Secret Ponchos is a very simple game. It works by pitting players against each other in teams of 3v3 (or 2v2 in unranked play), the players then choose characters to play with, each having their own abilities and weapons. These different ‘outlaws’ all have their own personality and simple backstory fitting in with the western theme of the game.
But while all this sounds easy enough, in practice the game has massive depth. Each outlaw reacts with other outlaws in different ways, creating an interesting system of counters and compliments. Each outlaw also has different benefits depending on the map being played, on a map with lots of available cover, a melee outlaw will outplay a ranged one and so on…
The numerous possibilities of the game really do make it something interesting and the objectives do allow for a lot of experimentation. Whether its a free-for-all, an arena deathmatch or just a team deathmatch where you must achieve five more kills than the enemy. These create very intense scenarios for you to play out and I was often on the edge of my seat or screaming at my monitor when I was playing.
Secret Ponchos also includes a crude upgrade system, allowing you to designate points to various different stats. Levels are gained by earning reputation, in the form of dollars. Meaning it can be lost as well as modified depending on the type of opponents you are playing. Facing higher level players will reward more reputation
This is where we run in to the first major problem with the game. With the stat boosts higher-level players have, matchmaking needs to be on point. However the community for the game is so small that it often takes a few minutes to even find a game and then the players it finds may be so massively above or below you that it makes for a really unfair game. It really is a shame because with a larger community, Secret Ponchos could really turn around to be a very competitive game with many different metas and experimentation happening however it just isn’t there at the moment.
There also some PC specific issues. Things like no mouse-control in the menus and the move list only being available in-game are really not excusable. There are also some polish issues with the camera sometimes clipping through the environment when a match ending kill happens.

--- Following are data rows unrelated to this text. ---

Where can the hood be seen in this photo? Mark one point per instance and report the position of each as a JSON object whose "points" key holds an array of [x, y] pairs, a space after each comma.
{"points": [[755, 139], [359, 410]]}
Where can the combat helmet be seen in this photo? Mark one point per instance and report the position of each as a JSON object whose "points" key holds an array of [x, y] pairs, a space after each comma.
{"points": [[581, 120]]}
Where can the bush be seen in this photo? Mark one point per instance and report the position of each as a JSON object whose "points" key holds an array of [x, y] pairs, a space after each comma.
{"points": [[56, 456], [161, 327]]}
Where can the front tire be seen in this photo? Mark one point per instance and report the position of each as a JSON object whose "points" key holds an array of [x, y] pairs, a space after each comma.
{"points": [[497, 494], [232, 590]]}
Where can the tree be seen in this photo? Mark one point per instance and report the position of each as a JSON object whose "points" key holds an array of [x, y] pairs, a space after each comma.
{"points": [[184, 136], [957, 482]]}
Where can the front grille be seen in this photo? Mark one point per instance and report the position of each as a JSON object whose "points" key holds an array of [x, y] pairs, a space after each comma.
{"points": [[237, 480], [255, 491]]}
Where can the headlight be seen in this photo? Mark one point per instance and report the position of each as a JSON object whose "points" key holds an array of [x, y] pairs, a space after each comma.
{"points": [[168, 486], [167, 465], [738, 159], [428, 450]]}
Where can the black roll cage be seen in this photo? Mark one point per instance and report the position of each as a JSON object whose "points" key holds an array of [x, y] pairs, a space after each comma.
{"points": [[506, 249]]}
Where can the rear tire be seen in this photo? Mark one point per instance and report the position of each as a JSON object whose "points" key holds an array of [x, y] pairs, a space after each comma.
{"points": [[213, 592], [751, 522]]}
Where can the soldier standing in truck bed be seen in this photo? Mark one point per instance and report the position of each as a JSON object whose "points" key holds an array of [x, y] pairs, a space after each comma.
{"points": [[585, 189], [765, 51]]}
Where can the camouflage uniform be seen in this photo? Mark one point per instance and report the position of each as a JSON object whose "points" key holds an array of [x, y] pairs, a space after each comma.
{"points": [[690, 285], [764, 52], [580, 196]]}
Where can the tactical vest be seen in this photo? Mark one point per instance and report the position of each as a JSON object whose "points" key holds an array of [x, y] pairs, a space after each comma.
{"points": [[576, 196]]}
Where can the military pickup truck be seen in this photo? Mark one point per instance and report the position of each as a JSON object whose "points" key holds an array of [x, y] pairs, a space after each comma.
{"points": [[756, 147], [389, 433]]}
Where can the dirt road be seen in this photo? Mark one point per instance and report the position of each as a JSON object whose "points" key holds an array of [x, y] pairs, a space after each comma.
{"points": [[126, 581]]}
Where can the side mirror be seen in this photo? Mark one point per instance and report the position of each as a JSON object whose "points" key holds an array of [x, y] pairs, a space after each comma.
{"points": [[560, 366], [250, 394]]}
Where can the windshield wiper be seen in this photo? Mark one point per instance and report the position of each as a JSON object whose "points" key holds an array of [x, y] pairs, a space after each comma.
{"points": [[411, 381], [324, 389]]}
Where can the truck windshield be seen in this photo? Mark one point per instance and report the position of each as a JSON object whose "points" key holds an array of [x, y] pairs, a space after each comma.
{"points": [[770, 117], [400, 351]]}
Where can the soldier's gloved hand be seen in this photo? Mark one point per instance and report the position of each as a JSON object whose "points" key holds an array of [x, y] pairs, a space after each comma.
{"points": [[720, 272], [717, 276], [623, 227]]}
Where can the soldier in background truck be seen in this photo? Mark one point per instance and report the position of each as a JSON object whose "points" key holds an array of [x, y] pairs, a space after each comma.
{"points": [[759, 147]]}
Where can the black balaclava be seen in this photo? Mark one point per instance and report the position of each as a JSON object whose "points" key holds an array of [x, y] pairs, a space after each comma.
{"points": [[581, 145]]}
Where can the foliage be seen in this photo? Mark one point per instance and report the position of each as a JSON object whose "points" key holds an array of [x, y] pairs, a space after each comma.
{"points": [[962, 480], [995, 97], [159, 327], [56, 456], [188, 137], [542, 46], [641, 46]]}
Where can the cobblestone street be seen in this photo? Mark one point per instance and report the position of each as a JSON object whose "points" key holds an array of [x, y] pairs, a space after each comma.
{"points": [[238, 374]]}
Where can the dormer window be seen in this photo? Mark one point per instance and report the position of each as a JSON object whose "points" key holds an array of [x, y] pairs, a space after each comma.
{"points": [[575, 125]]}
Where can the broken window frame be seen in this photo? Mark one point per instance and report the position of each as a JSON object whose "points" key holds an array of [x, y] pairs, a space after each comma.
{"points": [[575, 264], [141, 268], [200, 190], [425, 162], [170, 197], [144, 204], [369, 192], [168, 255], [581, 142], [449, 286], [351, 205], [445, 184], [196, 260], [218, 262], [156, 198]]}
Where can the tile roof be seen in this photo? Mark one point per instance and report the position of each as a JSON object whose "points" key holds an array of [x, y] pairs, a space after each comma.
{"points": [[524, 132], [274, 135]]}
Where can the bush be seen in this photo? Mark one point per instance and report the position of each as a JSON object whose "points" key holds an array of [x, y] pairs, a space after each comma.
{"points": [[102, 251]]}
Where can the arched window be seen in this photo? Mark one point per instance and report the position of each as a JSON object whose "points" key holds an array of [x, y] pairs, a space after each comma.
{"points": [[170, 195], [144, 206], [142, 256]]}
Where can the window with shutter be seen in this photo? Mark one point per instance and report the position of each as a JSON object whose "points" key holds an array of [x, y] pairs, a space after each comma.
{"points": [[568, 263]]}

This game really is something special. I’ve no doubt that this could turn in to a regular competitive game for many players out there. It just has so much depth and numerous possibilities with an irresistible charm. However the severe lack of community the game suffers from really does hinder the experience. Some polish is needed here and there but it is worth checking out if you feel it would interest you. Just make sure to keep an eye on the player stats before buying.
Check out me and Jesse playing the game for the first time on stream:
This game was reviewed on PC (Steam) with the most recent patch as of writing. The developer supplied review code and no crashes or severe bugs were experienced, however one bug was found in an earlier build of the game which has since been eliminated.